Thread: If you were the teacher... View Single Post
HW Helper
P: 2,952
 Quote by Galileo Well, as unfair as it may sound afterwards, the obtained answer is not the most important thing. The reasoning behind it is. The journey is more valuable than the destination (or something like that). The average velocity is by definition the displacement divided by the time interval: $$\bar v = \frac{\Delta s}{\Delta t}=\frac{s(b)-s(a)}{b-a}$$ This is (by definition) general. It always holds. Constant acceleration or not. By constrast, if the acceleration is constant, there is another way. he velocity graph is a straight line, to find the average you can simply take the average of the end velocities. But this is not general. It doesn't holds for, say s(t)=t^3 from t in [0,1]. Therefore, your answer is incomplete without specification that the acceleration is constant, which you could show by calculating s''(t)=-32 (=constant). So in all fairness, you got a little bit less than the full 2 points. 1.5 is not bad, right? Consider you learned from it.
I'd like to add the definition for the accepted meaning of "average value of a function".
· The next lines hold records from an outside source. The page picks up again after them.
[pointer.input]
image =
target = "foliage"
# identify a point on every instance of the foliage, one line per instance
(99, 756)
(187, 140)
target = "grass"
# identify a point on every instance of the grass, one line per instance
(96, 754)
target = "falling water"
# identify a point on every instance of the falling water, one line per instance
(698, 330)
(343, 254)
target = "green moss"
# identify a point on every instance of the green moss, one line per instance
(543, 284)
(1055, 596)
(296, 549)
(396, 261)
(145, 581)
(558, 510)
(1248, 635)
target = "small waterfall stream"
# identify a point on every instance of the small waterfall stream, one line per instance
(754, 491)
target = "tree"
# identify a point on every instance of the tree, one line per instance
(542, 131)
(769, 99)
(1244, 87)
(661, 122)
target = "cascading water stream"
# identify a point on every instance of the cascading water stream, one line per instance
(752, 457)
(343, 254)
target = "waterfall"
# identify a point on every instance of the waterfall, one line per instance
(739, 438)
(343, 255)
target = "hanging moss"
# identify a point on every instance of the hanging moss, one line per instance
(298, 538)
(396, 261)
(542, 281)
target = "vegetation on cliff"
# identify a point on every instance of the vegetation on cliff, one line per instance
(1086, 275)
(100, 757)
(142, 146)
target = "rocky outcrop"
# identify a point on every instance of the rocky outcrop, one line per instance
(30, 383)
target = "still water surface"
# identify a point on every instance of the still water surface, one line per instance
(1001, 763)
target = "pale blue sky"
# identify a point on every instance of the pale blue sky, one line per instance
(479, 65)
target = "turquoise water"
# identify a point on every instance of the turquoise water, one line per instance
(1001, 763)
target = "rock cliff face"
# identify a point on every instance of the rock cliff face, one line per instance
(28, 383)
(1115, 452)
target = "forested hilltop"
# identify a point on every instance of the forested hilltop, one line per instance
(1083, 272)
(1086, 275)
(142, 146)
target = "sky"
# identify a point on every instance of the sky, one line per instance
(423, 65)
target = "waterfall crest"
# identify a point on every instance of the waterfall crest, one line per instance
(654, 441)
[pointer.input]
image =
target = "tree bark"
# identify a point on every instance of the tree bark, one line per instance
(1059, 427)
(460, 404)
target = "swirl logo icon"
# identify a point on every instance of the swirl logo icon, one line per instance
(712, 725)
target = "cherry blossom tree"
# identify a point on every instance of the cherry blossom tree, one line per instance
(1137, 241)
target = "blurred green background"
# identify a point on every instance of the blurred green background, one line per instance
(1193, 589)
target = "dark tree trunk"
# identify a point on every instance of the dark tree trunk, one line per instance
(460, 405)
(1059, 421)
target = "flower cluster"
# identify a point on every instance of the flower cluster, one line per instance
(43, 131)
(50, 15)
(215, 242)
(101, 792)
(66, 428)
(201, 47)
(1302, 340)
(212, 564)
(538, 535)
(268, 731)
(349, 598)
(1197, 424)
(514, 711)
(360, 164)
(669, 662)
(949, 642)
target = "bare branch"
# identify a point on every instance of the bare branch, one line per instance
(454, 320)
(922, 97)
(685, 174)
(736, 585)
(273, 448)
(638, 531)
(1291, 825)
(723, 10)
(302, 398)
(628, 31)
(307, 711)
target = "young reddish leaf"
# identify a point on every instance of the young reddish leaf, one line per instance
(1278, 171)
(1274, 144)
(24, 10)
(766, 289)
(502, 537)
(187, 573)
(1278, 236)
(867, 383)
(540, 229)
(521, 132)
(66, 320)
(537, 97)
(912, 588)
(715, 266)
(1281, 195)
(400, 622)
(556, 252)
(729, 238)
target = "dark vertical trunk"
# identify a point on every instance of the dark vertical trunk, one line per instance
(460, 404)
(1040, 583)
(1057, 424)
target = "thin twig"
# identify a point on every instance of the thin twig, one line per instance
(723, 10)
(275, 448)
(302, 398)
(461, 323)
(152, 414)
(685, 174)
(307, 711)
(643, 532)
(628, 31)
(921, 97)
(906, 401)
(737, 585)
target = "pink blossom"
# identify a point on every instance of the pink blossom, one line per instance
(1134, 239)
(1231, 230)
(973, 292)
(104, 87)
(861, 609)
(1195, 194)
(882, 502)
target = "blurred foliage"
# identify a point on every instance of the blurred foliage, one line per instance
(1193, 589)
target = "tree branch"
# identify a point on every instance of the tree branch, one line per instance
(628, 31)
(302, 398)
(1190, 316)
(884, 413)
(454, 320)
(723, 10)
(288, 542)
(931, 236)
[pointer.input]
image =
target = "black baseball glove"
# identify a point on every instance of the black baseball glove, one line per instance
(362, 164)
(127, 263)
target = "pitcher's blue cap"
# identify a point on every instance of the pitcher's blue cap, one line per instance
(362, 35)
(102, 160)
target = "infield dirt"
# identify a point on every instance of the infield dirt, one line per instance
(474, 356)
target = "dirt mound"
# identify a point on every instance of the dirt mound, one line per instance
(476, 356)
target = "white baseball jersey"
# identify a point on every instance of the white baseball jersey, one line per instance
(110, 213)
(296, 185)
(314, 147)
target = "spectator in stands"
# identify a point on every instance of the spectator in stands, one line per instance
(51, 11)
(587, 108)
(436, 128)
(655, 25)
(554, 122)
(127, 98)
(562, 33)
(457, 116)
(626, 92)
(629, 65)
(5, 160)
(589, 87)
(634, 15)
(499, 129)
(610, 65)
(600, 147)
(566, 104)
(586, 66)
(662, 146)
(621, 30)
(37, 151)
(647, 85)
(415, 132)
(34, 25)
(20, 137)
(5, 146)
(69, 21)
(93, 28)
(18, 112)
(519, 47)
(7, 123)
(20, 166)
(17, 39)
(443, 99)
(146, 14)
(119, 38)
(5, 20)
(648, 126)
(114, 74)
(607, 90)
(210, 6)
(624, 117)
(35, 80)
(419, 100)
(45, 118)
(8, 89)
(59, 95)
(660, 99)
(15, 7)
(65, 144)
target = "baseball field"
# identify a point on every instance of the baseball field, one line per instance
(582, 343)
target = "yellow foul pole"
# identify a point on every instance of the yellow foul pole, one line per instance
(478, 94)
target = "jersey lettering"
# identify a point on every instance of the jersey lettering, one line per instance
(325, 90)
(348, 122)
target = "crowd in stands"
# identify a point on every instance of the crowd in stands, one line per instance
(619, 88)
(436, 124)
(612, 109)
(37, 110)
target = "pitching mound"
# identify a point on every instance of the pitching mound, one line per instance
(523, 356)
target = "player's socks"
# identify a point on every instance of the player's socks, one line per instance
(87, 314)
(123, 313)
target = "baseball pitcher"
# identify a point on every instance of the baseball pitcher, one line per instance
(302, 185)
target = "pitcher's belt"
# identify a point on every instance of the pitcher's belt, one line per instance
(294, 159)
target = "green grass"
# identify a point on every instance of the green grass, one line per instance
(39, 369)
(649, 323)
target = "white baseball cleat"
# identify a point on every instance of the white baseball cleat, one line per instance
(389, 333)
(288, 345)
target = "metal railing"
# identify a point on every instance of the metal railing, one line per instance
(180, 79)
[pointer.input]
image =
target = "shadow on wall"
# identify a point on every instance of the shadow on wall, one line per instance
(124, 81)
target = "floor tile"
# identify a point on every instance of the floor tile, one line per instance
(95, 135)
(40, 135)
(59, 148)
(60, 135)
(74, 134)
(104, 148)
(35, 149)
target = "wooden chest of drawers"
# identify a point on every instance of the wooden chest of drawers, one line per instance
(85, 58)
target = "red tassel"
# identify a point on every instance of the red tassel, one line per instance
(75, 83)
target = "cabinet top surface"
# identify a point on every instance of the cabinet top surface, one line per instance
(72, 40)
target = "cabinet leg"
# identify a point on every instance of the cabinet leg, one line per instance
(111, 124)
Say you have a function f(x) defined and integrable over an interval [a,b]. The average value of that function over that interval is defined as :

$$f_{avg} = \frac{1}{b-a} \int_{a}^b f(x)dx$$

That applies for *any* function. If you take the same equation and apply it to a problem of motion to calculate average velocity over the interval [t1, t2], you get :

$$v_{avg} = \frac{1}{t_2-t_1} \int_{t_2}^{t_1} v(t)dt$$

Keeping in mind that v(t) = ds/dt that becomes :

$$v_{avg} = \frac{1}{t_2-t_1} \int_{t_2}^{t_1} \frac{ds}{dt}dt$$

$$v_{avg} = \frac{1}{t_2-t_1} [s(t_2) - s(t_1)]$$

or, in other words, the total displacement divided by the total time. This method made no assumptions about the acceleration, and therefore can be applied in all circumstances.

You'll be seeing more of average value of a function in physics, notably in a.c. circuit theory.